Flora se dejó caer en la silla vacía de Reuben, sin reprimir un largo bostezo.

—Estábamos preocupados por ti, hija mía —dijo Letty con cierto tonillo de queja. Se había hecho un largo silencio durante el cual se encendieron las lámparas y se echaron las cortinas. A nadie le apeteció formular preguntas, aunque a todos se les salían los ojos de las cuencas por la curiosidad—. Así de veces, mira, que hemos estado en un tris de subir ahí y bajarte para acá.

—Muy amable por vuestra parte —dijo Flora lánguidamente, con un ojo puesto en el vaso de leche que le estaban preparando—. Pero todo ha ido relativamente bien, en realidad. Ya está todo arreglado. Querido Reuben, no tienes que preocuparte; nadie montará lío en la boda. Podemos seguir adelante con el asunto de la comida y la decoración. De hecho, todo saldrá perfecto, en todos los sentidos.

—Prima Flora, nadie que no fuera tú podría haberlo conseguido —se limitó a decir Reuben—. Yo… yo, bueno, supongo que no te importará decirnos cómo te las has arreglado…

—Bueno —dijo Flora, introduciendo la nariz en el cuenco de la leche—, es una historia muy larga. En fin.… Hemos hablado durante horas, vaya que si hemos hablado. No os puedo decir todo lo que nos hemos contado: me estaría aquí toda la noche. —En este punto, reprimió un bostezo de enormes proporciones—. Ya lo veréis cuando llegue el momento. Me refiero al día de la boda. Esperad. Será una sorpresa. Una sorpresa encantadora. No os puedo decir nada ahora. Lo estropearía todo. Lo único que tenéis que hacer es esperar y observar. Será sencillamente encantador. ¡Sorpresa…!

Su voz se había ido tornando cada vez más soñolienta a medida que su explicación avanzaba. Justo precisamente cuando se iba difuminando en puro silencio, la señora Beetle se apresuró a cogerle el vaso de leche que se le caía de las manos, pero ya fue demasiado tarde. Flora se había quedado dormida.

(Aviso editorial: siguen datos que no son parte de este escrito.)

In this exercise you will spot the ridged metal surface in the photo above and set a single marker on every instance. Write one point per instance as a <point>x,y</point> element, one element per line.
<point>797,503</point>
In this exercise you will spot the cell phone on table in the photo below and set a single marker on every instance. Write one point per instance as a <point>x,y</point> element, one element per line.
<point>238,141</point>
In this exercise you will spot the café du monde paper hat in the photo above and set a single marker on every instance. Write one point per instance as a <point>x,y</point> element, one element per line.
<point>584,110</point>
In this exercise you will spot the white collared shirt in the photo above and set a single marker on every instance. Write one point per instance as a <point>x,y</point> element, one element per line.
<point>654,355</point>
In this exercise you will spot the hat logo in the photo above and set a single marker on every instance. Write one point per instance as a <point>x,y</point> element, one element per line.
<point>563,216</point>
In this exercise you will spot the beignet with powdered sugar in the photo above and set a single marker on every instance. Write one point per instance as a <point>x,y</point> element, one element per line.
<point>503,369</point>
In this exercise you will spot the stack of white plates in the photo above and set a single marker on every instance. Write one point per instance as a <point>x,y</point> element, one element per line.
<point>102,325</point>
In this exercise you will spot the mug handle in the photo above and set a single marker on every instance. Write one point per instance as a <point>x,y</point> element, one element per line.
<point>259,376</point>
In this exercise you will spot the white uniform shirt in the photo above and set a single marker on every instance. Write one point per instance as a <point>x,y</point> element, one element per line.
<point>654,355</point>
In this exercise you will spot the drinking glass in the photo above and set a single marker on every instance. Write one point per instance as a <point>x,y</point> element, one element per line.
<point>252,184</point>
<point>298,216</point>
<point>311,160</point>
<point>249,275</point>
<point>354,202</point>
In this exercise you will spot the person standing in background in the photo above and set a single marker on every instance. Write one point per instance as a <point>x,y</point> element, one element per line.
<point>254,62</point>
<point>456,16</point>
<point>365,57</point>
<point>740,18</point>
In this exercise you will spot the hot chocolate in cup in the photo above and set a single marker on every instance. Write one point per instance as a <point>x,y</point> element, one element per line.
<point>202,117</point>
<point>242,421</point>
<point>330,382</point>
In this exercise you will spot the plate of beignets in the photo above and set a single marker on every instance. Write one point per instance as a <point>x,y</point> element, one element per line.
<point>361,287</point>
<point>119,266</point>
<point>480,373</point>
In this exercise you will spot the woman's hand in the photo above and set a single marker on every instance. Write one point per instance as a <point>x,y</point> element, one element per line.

—Igualita que una niña agotada —dijo el señor Mybug, quien, como la mayoría de los intelectuales radicales, era en el fondo tan tierno como el queso—. Igualita igualita que una niña agotada. —Y ya estaba alargando la mano de un modo soñador y ausente con la intención de acariciarle el pelo a Flora, cuando la señora Beetle le dio un fuerte manotazo en los nudillos, exclamando:

—¡Quietas las zarpas, Pompey![39]

Mybug se ofendió tanto por la actitud de la buena señora que se marchó a su casa, seguido por la quejicosa Rennet, sin despedirse siquiera.

La señora Beetle entonces comenzó a dar empujones a Susan, Letty, Phoebe, Prue y Jane para que subieran a sus habitaciones, y con la ayuda de Reuben despertó a Flora de su sueño.

La hija de Robert Poste se puso de pie, aún dormida, y sonrió a Reuben cuando éste le entregó la vela.

—Buenas noches, prima Flora. El día que llegaste aquí fue un buen día para Cold Comfort —dijo, mirándola desde arriba.

—Bah, querido, no me digas eso.… Ha sido tremendamente entretenido para mí —dijo Flora—. Tú espérate al día de la boda y verás. Eso sí que va a ser divertido. Señora Beetle, usted sabe lo poco que me gusta quejarme, pero he de decir que las chuletas de ternera que la señora Starkadder y yo hemos cenado estaban ligeramente poco hechas. Ambas nos dimos cuenta. Es más, la de la señora Starkadder estaba casi cruda.

—Lo lamento, lo lamento de verdad, señorita Poste —dijo la señora Beetle.

Y luego todos, cayéndose de sueño, se fueron a dormir.